I have following code:
public static void main(String args[]) throws UnsupportedEncodingException {
System.setProperty("file.encoding", "gbk");
String name = "こんにちわ";
String copy = new String(name.getBytes("utf-8"));
byte[] b1 = name.getBytes("utf-8");
byte[] b2 = copy.getBytes();
System.out.println("b1: " + Arrays.toString(b1));
System.out.println("b2: " + Arrays.toString(b2));
}
The console output is:
b1: [-29, -127, -109, -29, -126, -109, -29, -127, -85, -29, -127, -95, -29, -126, -113]

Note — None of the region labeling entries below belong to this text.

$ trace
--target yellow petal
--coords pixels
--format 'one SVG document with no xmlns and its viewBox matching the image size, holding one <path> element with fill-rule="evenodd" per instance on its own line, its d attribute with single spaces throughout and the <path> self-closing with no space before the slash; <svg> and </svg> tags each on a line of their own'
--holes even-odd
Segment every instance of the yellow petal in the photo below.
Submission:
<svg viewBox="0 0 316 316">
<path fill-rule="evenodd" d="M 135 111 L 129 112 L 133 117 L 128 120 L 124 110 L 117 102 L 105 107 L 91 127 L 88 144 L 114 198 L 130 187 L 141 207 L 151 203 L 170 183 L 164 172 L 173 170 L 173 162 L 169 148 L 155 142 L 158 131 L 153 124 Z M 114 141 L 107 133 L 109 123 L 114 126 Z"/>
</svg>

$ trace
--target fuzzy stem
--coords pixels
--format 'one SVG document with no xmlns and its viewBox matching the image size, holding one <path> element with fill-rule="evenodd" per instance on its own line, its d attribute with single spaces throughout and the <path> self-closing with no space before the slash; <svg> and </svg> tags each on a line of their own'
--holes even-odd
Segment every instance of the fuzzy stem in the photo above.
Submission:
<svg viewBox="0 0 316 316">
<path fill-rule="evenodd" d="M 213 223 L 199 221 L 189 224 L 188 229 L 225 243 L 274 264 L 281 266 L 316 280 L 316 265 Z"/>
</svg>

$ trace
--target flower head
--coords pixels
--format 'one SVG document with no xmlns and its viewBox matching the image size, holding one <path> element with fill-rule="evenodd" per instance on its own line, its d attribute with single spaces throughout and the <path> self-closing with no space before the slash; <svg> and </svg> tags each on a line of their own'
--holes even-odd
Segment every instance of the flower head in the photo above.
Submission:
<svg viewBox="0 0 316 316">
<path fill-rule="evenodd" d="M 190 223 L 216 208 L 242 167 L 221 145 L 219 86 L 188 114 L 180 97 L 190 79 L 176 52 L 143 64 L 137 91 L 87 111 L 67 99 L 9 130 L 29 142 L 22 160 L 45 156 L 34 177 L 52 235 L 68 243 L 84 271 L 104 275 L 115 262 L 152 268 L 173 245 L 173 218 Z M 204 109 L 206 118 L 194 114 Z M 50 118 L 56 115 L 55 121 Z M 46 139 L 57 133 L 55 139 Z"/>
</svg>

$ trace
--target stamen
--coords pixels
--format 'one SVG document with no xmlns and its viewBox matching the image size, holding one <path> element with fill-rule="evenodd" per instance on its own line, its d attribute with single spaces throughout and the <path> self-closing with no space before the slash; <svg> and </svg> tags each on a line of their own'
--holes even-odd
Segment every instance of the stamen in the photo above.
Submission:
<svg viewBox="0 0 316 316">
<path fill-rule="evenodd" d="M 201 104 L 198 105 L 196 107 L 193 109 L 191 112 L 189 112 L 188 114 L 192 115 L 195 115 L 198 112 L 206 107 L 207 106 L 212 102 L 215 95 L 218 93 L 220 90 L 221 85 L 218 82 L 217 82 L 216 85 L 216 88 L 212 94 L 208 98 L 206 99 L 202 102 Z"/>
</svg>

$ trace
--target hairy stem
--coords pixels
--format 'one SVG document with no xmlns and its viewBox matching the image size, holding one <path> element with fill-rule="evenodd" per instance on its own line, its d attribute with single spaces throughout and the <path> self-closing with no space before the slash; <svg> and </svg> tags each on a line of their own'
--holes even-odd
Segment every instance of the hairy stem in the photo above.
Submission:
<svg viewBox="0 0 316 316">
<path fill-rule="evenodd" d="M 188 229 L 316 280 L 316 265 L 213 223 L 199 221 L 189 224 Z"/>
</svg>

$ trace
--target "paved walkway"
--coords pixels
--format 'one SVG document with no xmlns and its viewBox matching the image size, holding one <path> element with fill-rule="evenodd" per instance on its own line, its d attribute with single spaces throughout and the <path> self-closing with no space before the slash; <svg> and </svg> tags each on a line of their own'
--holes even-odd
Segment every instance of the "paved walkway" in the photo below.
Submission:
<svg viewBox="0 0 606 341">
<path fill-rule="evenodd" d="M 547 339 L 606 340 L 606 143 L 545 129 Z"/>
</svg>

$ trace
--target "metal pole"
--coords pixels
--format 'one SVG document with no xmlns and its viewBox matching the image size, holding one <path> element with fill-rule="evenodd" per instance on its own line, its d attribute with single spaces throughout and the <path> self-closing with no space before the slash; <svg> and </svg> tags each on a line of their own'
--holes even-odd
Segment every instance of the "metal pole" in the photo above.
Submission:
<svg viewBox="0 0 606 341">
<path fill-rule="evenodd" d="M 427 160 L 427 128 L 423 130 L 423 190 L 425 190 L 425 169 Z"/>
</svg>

b2: [-29, -127, -109, -29, -126, -109, -29, -127, -85, -29, -127, -95, -29, -126, 63]
Note the last byte is different in the new String.
Now, if I use the input String name = "こんにち";
(just 4 Japanese Characters) instead, it changes to:
b1: [-29, -127, -109, -29, -126, -109, -29, -127, -85, -29, -127, -95]
b2: [-29, -127, -109, -29, -126, -109, -29, -127, -85, -29, -127, -95]
This time the bytes are exactly same.
I use java jdk1.6.0_45 on windows. Default charset is gbk
.
Did I meet some encoding limitations?